Pre Ukraine war, Russia supplied Europe with ~150bn cubic meters of gas per year. After Power of Siberia 2 is built up to 100bn in cubic meters can potentially flow to China via the two major pipelines. So China will roughly absorb 2/3 of the previous Euro flows. That's pretty significant. Gives China a lot of leverage, but i would argue it adds to Russia's leverage with China as well. The loser here? US neocons that through dumb fuck actions has led China to have long term massive energy flow to them from Russia. Was the Ukraine war worth it?
Realistically, what was Europe's alternative once the Ukraine war broke out? "Oh no, you have us completely by the balls because we depend on your oil and gas so much; guess you can have all of Ukraine... but you surely wouldn't weaponize this same leverage to take the Baltics or Moldova, right? Right?!"

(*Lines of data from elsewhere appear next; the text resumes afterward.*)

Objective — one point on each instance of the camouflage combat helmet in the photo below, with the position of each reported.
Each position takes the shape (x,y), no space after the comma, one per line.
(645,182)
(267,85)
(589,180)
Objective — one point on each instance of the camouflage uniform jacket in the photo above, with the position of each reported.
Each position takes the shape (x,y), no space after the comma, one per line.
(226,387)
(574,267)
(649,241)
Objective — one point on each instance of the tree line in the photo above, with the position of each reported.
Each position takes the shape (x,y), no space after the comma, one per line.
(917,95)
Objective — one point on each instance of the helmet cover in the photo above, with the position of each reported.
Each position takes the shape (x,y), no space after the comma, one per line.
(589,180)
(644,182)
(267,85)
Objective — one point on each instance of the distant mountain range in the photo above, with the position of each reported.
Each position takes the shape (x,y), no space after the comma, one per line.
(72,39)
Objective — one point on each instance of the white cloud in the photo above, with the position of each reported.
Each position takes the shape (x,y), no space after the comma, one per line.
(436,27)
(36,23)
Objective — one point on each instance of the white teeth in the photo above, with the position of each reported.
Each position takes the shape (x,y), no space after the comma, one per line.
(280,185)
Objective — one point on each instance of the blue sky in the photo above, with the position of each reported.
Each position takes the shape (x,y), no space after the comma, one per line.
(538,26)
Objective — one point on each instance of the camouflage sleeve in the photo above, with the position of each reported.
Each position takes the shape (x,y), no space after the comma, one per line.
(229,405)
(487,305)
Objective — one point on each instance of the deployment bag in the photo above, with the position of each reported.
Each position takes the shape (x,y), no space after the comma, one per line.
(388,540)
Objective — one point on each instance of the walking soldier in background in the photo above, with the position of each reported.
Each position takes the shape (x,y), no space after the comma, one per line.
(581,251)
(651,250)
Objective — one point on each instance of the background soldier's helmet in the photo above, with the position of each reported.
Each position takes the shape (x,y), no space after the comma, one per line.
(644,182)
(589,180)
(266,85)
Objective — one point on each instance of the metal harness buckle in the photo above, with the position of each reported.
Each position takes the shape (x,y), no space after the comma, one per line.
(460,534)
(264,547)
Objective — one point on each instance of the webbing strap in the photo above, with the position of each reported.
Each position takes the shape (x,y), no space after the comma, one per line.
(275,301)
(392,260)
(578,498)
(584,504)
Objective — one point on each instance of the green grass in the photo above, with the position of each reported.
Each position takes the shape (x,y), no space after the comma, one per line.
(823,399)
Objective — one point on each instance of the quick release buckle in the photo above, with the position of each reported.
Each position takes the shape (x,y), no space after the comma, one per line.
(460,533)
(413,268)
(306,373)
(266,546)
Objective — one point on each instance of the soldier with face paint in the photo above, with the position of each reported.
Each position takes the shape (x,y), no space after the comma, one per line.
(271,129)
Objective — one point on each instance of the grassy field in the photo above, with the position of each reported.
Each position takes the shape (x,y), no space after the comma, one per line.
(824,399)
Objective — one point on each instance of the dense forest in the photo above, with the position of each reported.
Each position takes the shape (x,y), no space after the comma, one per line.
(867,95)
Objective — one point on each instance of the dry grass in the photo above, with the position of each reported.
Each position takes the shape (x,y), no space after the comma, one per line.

The stuff you write about gas flows is misleading as well. You make it sound as if Russia is rerouting the same gas which was previously going to Europe to China now, but that's not true. The pipelines to Europe are not fueled from the same gas fields as the Power of Siberia pipelines to China. Since the demand in China is huge and Russia sits on enormous, mostly untapped fields in "nearby" Siberia, such an arrangement between Russia and China was always coming in the long run, irrespective from what happens on the European side of Russia. The Ukraine war only sped up this timeline, but geostrategically, the West was never gonna stop China from getting access to Russian gas in the long run.
Russia could have had humming pipelines to the west and the east; now, they're reduced to round about half the revenue. They, alongside Europe itself, are the big losers of the EU/RUS trade breaking down. For the US and Canada, it's actually a wash - higher revenue from LNG, but also weakens the economy of their European allies.